Like the Salamander, he also looked ragged. His armour was broken, held together by field repairs and, Sebaton suspected, sheer will. He was hard to focus on, blending well with the shadows, and although a lumen strip buzzed and crackled overhead, the warrior’s power armour reflected no light.

XIX Legion. Raven Guard.

This one also gave off an aura. Like knew like. Sebaton realised this was the psyker that had addressed him earlier.

The Salamander nodded to his brother-in-arms.

‘There were four men also,’ offered Sebaton, hoping his unprompted show of cooperation would improve his chances of survival. He had to get away from here, double back somehow and retrieve what he had taken from the catacombs. ‘Dead too.’

‘You know the manner of what is hunting you?’ asked the Salamander.

‘I do.’

‘Then you’ll also know how much danger you are in.’

‘Painfully so, yes.’

‘What do you know about why the Word Bearers are here?’

‘Nothing.’

The Salamander turned. The Raven Guard slowly shook his head, prompting his flame-eyed comrade to bear down on Sebaton again.

‘Don’t lie to me.’

‘It’s the truth. I have no idea what they want, or you for that matter.’

That was bold. A little foolish, too.

‘Well,’ said the Salamander, unhitching the clasps around his helmet, ‘that’s easy to answer,’ he added, removing it and revealing a face as black as jet with two burning orbs for eyes. Even the pict-captures as part of his data inload had not prepared Sebaton for this, and he balked.

‘I want to know everythingyou know,’ the Salamander said. ‘And I want to know it… right now.’

Something had happened to these warriors, something that had changed them deeply.

‘Who are you? What are you even doing here?’

‘I warned you once not to ask questions.’ Somewhat forebodingly, the Salamander stepped back and gestured to his comrade.

‘Hriak…’

Without seemingly moving, the psyker was upon him. Close up, Sebaton could see that he wore a tattered grey cloak over his power armour and had a fetish of avian bones attached to the conical snout of his helmet. Definitely one of the Raven Guard. Several of the Legions wore black but a closer look had confirmed it. Legionary psyker, known as a Librarian. They were supposed to have been forbidden in the Legions, but evidently circumstances had forced that particular edict into repeal. In the Raven Guard’s outstretched hand, Sebaton could see a thunderhead of dark lightning. It was raging, the force of a storm held in his palm.

Incredible. The sheer will required for that level of mastery…

When Sebaton realised that it was about to be unleashed on him, he flinched, but a steel-fingered hand held him fast. It was a bionic – he could hear the machine parts grinding as they flexed and bit hard into his shoulder.

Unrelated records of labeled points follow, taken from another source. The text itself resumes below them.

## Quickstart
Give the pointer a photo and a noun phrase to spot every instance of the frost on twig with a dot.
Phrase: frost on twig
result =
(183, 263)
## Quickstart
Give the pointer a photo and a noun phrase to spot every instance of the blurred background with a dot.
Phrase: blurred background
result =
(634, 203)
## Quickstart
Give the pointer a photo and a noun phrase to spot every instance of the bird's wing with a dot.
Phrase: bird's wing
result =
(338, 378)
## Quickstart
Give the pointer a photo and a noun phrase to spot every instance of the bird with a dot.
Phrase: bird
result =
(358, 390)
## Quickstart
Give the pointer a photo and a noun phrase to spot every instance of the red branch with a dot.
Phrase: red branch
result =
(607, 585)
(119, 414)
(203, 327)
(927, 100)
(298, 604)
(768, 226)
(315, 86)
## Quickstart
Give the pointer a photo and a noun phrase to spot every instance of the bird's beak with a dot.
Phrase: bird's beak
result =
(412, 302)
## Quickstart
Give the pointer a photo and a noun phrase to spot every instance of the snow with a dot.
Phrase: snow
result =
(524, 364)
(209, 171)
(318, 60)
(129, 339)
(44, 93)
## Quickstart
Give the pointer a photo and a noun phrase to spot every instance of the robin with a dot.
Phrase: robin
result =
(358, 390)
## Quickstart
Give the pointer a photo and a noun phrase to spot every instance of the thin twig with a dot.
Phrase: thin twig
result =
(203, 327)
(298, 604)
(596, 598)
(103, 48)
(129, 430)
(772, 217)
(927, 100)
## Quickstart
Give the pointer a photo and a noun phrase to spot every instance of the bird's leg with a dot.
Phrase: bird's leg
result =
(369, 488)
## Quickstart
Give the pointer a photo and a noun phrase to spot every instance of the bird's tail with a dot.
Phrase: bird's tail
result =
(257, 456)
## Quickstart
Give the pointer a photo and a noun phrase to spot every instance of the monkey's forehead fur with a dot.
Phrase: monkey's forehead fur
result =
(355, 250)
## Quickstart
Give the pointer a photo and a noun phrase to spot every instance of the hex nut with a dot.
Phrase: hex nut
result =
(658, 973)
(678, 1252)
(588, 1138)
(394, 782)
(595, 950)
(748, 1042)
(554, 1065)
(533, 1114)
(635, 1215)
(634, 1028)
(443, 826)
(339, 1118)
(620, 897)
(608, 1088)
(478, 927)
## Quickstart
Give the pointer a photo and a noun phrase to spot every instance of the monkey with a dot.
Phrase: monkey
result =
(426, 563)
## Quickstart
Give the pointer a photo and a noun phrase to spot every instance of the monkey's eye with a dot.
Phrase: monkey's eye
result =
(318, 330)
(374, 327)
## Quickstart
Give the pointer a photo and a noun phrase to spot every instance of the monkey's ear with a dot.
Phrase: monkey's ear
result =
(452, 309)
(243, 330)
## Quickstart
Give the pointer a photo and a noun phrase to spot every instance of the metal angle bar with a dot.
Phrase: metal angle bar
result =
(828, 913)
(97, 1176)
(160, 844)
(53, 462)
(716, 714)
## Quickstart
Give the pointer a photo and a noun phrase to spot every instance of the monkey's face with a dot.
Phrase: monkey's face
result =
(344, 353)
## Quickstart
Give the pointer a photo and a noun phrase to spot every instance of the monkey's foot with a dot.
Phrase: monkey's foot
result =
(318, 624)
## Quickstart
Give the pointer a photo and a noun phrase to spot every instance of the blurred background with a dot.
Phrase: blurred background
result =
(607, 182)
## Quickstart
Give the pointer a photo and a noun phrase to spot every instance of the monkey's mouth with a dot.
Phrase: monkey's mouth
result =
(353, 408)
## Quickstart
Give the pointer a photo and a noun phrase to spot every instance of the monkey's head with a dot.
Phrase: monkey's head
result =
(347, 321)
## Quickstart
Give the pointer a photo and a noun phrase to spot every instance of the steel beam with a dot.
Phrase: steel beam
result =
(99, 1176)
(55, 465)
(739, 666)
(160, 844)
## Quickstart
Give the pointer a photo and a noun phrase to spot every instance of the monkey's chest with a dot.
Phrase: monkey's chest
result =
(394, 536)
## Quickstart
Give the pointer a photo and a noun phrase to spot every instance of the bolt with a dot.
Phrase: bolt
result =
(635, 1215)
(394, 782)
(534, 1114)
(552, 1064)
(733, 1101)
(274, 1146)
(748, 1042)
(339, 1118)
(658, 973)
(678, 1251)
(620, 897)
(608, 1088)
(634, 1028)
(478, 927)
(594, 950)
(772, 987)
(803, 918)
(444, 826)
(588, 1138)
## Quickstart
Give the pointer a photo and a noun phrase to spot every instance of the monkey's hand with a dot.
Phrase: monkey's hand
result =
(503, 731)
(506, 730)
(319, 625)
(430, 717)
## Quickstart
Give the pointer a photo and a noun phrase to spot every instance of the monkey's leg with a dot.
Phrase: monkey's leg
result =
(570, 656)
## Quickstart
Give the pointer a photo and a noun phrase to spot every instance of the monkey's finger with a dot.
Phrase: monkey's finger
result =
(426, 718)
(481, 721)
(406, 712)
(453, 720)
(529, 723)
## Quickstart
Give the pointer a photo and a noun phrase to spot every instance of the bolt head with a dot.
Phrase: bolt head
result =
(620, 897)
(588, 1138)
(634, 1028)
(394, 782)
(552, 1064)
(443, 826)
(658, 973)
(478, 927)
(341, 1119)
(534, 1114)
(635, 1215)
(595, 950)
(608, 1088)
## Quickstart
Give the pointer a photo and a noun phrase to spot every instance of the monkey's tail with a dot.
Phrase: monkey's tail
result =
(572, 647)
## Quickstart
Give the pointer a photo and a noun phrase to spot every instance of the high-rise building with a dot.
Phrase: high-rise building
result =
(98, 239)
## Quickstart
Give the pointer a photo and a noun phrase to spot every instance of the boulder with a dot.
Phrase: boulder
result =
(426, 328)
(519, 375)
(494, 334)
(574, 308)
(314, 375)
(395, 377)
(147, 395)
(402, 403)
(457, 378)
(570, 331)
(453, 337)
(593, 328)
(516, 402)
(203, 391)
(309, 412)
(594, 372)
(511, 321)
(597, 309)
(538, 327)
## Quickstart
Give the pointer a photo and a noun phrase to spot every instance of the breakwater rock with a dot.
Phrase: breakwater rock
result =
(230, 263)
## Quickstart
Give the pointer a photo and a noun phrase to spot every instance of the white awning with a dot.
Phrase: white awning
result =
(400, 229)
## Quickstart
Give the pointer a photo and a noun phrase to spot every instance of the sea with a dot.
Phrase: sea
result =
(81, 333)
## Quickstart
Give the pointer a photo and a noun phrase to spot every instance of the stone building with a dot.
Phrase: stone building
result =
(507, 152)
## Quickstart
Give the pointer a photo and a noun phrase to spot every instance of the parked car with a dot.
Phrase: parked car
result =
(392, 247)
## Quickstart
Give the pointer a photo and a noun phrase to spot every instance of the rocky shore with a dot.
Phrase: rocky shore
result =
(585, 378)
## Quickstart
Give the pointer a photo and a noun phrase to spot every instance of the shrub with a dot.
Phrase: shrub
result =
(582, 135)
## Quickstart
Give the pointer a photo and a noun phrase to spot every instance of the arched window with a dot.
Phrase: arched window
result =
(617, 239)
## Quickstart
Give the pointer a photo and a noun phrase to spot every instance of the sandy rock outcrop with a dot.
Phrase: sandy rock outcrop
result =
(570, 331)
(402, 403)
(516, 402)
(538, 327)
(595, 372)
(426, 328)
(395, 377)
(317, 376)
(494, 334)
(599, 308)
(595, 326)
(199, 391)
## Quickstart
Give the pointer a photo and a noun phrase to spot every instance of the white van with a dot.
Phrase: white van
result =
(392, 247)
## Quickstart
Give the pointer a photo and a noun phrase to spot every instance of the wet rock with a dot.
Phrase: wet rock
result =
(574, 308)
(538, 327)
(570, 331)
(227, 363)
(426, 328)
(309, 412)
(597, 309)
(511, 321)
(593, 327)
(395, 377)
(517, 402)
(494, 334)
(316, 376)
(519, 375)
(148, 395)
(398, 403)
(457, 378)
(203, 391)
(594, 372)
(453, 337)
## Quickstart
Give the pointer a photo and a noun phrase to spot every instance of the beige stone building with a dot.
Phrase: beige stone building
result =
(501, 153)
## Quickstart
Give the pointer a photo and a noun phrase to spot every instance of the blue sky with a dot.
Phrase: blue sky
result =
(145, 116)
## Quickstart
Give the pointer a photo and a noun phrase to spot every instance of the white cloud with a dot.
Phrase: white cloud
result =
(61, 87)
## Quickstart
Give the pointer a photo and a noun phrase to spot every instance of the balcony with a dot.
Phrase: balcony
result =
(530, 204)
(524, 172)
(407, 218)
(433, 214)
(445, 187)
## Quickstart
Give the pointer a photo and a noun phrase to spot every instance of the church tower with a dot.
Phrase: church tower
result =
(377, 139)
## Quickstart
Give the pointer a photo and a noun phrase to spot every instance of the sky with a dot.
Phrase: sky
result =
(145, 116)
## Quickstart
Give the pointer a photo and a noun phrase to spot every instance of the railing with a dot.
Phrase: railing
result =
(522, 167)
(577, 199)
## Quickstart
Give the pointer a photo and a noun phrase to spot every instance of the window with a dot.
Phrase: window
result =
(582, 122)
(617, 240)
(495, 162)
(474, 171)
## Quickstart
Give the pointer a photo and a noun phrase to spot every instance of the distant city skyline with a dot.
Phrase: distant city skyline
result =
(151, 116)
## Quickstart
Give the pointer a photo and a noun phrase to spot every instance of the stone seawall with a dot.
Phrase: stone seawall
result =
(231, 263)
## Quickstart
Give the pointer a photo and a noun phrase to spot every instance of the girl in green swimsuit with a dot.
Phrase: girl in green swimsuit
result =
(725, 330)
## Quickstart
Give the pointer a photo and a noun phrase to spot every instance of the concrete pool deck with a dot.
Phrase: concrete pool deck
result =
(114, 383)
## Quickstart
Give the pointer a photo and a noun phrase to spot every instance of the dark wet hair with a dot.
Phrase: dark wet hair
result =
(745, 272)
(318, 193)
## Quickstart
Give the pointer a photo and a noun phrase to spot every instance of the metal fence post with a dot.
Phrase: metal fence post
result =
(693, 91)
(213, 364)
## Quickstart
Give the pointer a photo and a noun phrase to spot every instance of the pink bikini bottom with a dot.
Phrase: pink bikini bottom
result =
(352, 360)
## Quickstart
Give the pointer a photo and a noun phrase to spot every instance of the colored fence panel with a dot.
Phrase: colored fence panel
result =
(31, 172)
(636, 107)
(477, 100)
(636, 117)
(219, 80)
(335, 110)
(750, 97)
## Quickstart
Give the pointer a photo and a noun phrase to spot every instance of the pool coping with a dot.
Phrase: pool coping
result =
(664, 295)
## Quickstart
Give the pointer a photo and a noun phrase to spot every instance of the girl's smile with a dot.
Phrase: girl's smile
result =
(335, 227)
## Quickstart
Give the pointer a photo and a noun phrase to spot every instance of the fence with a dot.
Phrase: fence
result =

‘Take it easy, I’m not a threat,’ said Sebaton.

‘We know,’ uttered the warrior behind him, the one who spoke with the strange machine-like cant.

‘If you were,’ said the Salamander, ‘you’d already be dead. And should you prove to be after Hriak has scryedyou, I’ll have Domadus pull out your spine.’

Sebaton didn’t doubt it. Domadus was X Legion, Iron Hands. They weren’t known for their compassion. His presence raised further questions. All three legionaries came from forces that had been nearly destroyed on Isstvan V. Yet here they were, together, allied to some common cause.

Sebaton suspected that it might be the desire for revenge.

‘We got off to a poor start, I think,’ he said. ‘There’s no need for any of this.’

‘Your demands fall on deaf ears,’ Hriak rasped. It sounded like some old injury was marring his speech, but Sebaton couldn’t see what because the warrior was wearing his helmet. His voice put Sebaton in mind of a cold wind rustling through dry leaves, of a dead and desolate winter, and bones lying under the snow.

A moment later and the lightning touched against Sebaton’s forehead.

Fire, cold and terrible, burned him. It hollowed Sebaton out, tendrils of flame worming into him, slowly unpicking the mental barriers he had erected to protect himself from incursion. Deeper it went, spreading out, searching. His mind was a labyrinth, but this was a Legion psyker and he moved swiftly through the contours of it on feathered wings.

He thought of the drowned boy, his pale face lurking under the water.

Hriak’s voice penetrated the memory, a distant echo on the horizon that filled the sky with the promise of rain.